Contamination multiple
D'abord, il y a eu un problème de communication évident de la part de la Ville de Montréal. Depuis quand savait-on que ce déversement massif serait nécessaire ? Le maire Denis Coderre, lui, n’était manifestement pas au courant ; il a dû demander trois jours de réflexion avant d’appuyer la décision controversée et contaminante. À Montréal, il faudra tirer une leçon de cet épisode. Les Montréalais et autres Québécois affectés par un tel geste polluant volontaire ne doivent pas apprendre par hasard, par le biais d’un groupe de kayakistes, que les eaux de leur fleuve seront massivement contaminées pendant sept jours.

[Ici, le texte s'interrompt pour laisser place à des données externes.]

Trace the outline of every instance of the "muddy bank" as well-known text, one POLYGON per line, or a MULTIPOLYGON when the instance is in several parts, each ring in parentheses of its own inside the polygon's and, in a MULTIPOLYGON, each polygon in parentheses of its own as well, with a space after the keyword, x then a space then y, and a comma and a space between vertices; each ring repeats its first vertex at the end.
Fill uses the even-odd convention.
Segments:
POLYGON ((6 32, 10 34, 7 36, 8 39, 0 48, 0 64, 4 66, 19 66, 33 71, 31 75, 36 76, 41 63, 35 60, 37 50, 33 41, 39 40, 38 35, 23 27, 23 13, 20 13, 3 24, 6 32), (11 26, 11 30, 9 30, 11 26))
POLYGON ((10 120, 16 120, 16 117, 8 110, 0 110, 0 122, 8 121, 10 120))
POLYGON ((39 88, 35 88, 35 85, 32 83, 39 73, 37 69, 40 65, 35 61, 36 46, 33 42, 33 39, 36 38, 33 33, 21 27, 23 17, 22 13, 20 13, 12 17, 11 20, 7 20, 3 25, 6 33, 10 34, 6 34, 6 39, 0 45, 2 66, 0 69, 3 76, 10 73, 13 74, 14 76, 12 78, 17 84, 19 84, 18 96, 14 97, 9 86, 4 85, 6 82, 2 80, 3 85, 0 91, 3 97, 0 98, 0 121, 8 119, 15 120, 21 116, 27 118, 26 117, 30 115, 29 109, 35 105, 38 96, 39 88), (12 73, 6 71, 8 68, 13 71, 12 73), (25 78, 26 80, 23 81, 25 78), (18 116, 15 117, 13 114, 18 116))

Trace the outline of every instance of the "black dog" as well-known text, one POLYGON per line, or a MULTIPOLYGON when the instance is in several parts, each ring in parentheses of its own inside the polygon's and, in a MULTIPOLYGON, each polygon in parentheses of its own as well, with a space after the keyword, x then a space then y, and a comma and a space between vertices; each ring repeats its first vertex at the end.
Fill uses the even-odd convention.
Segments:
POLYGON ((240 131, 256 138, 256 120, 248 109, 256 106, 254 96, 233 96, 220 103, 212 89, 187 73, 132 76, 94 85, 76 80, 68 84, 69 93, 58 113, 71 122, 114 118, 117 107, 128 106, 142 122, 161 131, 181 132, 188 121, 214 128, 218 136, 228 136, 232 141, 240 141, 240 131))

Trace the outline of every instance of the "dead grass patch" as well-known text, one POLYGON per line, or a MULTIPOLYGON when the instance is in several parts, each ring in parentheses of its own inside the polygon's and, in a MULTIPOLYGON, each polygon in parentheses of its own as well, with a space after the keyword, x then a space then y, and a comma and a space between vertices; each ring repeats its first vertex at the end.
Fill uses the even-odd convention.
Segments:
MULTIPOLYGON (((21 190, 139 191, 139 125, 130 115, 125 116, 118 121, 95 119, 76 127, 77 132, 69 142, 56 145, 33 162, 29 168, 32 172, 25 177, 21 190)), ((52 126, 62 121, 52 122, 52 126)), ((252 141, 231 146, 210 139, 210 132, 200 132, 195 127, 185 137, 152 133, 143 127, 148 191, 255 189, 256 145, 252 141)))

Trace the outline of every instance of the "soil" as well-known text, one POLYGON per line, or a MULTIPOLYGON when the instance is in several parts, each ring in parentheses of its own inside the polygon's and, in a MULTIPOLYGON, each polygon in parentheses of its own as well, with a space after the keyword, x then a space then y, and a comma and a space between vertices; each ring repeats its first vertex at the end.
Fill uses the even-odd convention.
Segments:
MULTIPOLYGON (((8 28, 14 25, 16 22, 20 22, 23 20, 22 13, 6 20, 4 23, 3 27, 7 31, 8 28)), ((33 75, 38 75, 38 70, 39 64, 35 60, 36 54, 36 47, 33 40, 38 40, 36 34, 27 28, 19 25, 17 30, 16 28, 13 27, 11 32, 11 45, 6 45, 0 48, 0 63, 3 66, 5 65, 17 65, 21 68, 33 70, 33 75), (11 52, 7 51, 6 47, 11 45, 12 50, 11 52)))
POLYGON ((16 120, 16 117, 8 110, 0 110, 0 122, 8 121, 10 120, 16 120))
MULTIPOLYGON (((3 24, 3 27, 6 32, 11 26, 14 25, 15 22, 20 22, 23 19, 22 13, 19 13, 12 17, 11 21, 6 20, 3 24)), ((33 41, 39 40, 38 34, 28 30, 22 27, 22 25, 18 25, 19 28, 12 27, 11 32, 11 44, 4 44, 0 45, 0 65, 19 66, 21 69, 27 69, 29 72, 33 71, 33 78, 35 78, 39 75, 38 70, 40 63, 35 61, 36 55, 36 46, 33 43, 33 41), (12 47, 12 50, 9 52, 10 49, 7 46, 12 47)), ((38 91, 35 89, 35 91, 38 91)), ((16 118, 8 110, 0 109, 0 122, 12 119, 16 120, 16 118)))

Puis il y eut cette sortie du gouvernement conservateur réclamant une suspension du déversement prévu par la Ville de Montréal. Le lieutenant de Harper pour le Québec, Denis Lebel, d’ordinaire souriant à la vie, s’est fait mardi le porte-parole sombre et (faussement) « préoccupé » de la ministre fédérale de l’Environnement, Leona Aglukkaq : il fallait suspendre l’opération. La préoccupation soudaine du gouvernement Harper pour la pollution de l’eau — lui qui a tout fait depuis 10 ans pour ignorer, entre autres, celle des sables bitumineux — avait un je-ne-sais-quoi de malsain et de risible : on aurait dit qu’il prenait sa revanche contre un maire « libéral » ; contre, aussi, la métropole d’une nation qui donne souvent des leçons d’environnementalisme. Bien sûr, si Ottawa avait mécaniquement accordé son imprimatur à la Ville de Montréal pour son déversement, plusieurs lui auraient reproché son manque de sensibilité verte. Il reste que la manoeuvre dégoulinait d’électoralisme.
Même si tout ce qui précède l’explique et la justifie en partie, la réaction du maire Coderre à la décision fédérale fut excessive ; un marteau piqueur pour tuer une mouche ! Pire, il retomba dans ses vieilles habitudes de ce député libéral fédéral de Bourassa qu’il fut de 1997 à 2013. On l’a alors carrément senti en campagne pour le Parti libéral du Canada et contre l’adversaire traditionnel, le Parti conservateur. Il a voulu se poser en chevalier défenseur de l’intérêt des Montréalais contre les bleus à Ottawa, mais pourrait, par ses manières inutilement politiques, avoir nui à ceux-ci.
Le plus touché par ce dossier contaminé siège cependant à Québec : David Heurtel, ministre de l’Environnement. Son empressement à appuyer le projet de déversement de Montréal mettait déjà en relief cette sorte de désinvolture pleine d’assurance avec laquelle il aborde tant de questions. Cherchant à dramatiser à l’extrême le choix afin de le précipiter et mettre de la pression sur Ottawa, il s’est même permis d’inventer une opinion des « experts de la science » selon lesquels « c’est l’approvisionnement en eau potable de l’île de Montréal qui est en péril ». Ses propos en ont fait sourciller plus d’un. Après les avoir répétés à au moins trois reprises, M. Heurtel a, en coup de vent, devant les journalistes, révélé qu’il s’agissait d’un… « lapsus » ; qu’il voulait en fait parler d’« eaux usées ». « L’approvisionnement en eaux usées », alors, voilà ce qu’il voulait dire ? M. Heurtel devrait revoir sa définition de « lapsus » ou admettre platement qu’il a fait une erreur en confondant station d’épuration (qui reçoit les eaux usées) et usine de filtration (qui traite l’eau avant de les envoyer dans nos robinets). Le ministre n’en est pas à sa première bourde. Le Journal de Québec s’amusait même à recenser ses « quatre pires » mercredi, dont les forages de TransCanada, qu’il avait qualifié de « nécessaires » pendant des mois avant de reculer. L’exercice (certes peu charitable) avait quelque chose de révélateur qui tendait à donner raison à la Coalition avenir Québec, qui réclame sa démission.
Du reste, ce déversement massif est-il vraiment l’« unique solution », comme le martèlent MM. Heurtel et Coderre ? La Fondation Rivières en doute, après avoir consulté le document d’appel d’offres publié pour la construction de la chute à neige Riverside et l’enlèvement du cintrage dans l’intercepteur Sud. On note explicitement dans ce document que l’intercepteur Sud peut rester en exploitation pendant les travaux. Cet élément à lui seul milite, a) pour une publication des études qui ont conduit à ce scénario de contamination extrême du fleuve pendant sept jours. Et b) à une réévaluation transparente de cette décision pour l’instant bien embrouillée.